Alle diese Herausforderungen machen mehr Staatsintervention nötig, etwa in Form von Wirtschaftsregulierung, Investitionen in erneuerbare Energiequellen oder aktiver Industriepolitik. Auch die ideologische Sprache der Politik ändert sich. Statt von der Entfesselung der Märkte und den Verheißungen der Globalisierung zu reden oder von Austerität und Alternativlosigkeit, wie nach der Wirtschaftskrise, schwelgt das Herrschaftspersonal des Westens derzeit in Visionen einer durch gemeinsame Kraftanstrengung erreichbaren besseren Zukunft. Die EU verspricht einen »Green Deal« und US-Präsident Joe Biden verheißt mit dem Slogan »Build Back Better« ambitionierte Investitionen in Infrastruktur und Sozialstaat.

Doch auch wenn der aufgeklärte Flügel der Bourgeoisie derzeit einige Forderungen nach ökologischem Umbau und sozialer Gerechtigkeit zu erfüllen verspricht, handelt es sich vor allem um Versuche, mit Krisen umzugehen, ohne dass es zu einer Beeinträchtigung der Kapitalverwertung kommt. Die wachsende Rolle des Staats führt – wie schon in der Pandemie – nicht zu tieferen gesellschaftlichen Veränderungen, sondern soll das Bestehende schützen.

Überhaupt kann die Rhetorik einer stärkeren Staatlichkeit nicht nur progressive Forderungen aufgreifen, sondern auch rechte und nationalistische. 2018 zirkulierte in der EU, erfunden von der damaligen rechten Regierung Österreichs und aufgegriffen besonders vom französischen Präsidenten Emmanuel Macron, der Slogan »Ein Europa, das schützt«. Macron wollte damit eine Antwort des politischen Establishments auf den Rechtspopulismus formulieren.

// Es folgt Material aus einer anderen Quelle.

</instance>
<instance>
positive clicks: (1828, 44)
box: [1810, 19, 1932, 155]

Eine stärkere, souveräne EU, so Macron, müsse ihre Bevölkerung »vor den Schocks der modernen Welt schützen«, unter anderem durch härtere Kontrollen der Grenzen.

Der Staat ist ein Instrument, mit dem im Kapitalismus soziale und allgemeinwohlorientierte Maßnahmen durchgesetzt werden können, sichert aber primär die Grundlagen für die Geschäfte der Kapitalistenklasse. Auch verfolgt er vor allem nationale Interessen, selbst wenn es um globale Probleme wie die Pandemie oder den Klimawandel geht, von Armut und Unterentwicklung ganz zu schweigen. Wenn der neue starke Staat vor allem dazu dient, im Interesse des Kapitals und bestenfalls noch der Mittelschicht der reichen und mächtigen Staaten auf die Herausforderungen unserer Zeit zu reagieren, mag sich das für die Linke anfühlen, als hätte sie Wind in den Segeln, aber gesellschaftliche Veränderungen wird es auf diesem Weg nicht geben.